The secretary of the New Zealand chapter of the Comancheros motorcycle gang has been jailed for four and a half years.
Jarome Fonua, 26, was among a dozen people arrested after a series of gang raids last April that seized $4 million worth of assets.
He pleaded guilty to participating in an organised crime group, money laundering and possession of methamphetamine two weeks out from his trial earlier this year.
Fonua was the secretary for the Comancheros; entrusted to handle large sums of cash and receiving a top of the line Range Rover valued at nearly $250,000.
At his sentencing yesterday, Justice Lang said the Australian citizen had moved to New Zealand in November 2017 to be closer to his wife and her family.
Within a short period of time he had become an active member of the Comancheros and was acting secretary for the organisation by mid 2018.
The Comancheros ran a large-scale money laundering operation in 2018 and 2019 that involved disgraced lawyer Andrew Simpson depositing sums of less than $10,000 into a trust.
Justice Lang said Fonua was involved in a $60,000 transaction in August 2018 that helped Comancheros president Pasilika Naufahu buy a house at Bucklands Beach.
Fonua also received a top of the line Range Rover valued at $239,000, bankrolled by money laundered by the organised crime group.

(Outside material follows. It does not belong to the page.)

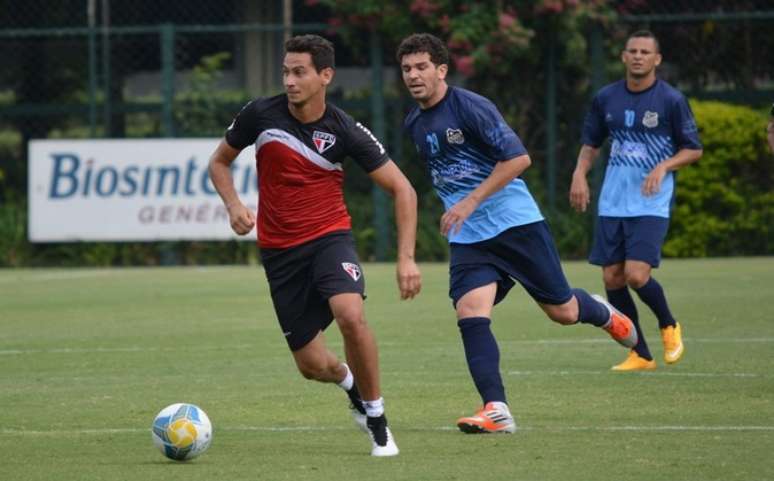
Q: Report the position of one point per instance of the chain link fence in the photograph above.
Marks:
(108, 68)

Justice Lang, who sat on Pasilika Naufahu and Connor Clausen's trial in October, said it was likely the money had come from drug offending as no one charged held down steady jobs.
The judge said Fonua was clearly a senior, trusted member of the Comancheros' inner circle and he had been found with 5.9 grams of methamphetamine and a money counting machine.
He jailed Fonua for four and a half years.
He will be deported to Australia when released from prison.
Comacheros vice-president Tyson Daniels was jailed for four years and eight months and Andrew Simpson jailed for two years and nine months in February.
Pasilika Naufahu and Connor Clausen will be sentenced by Justice Lang in December.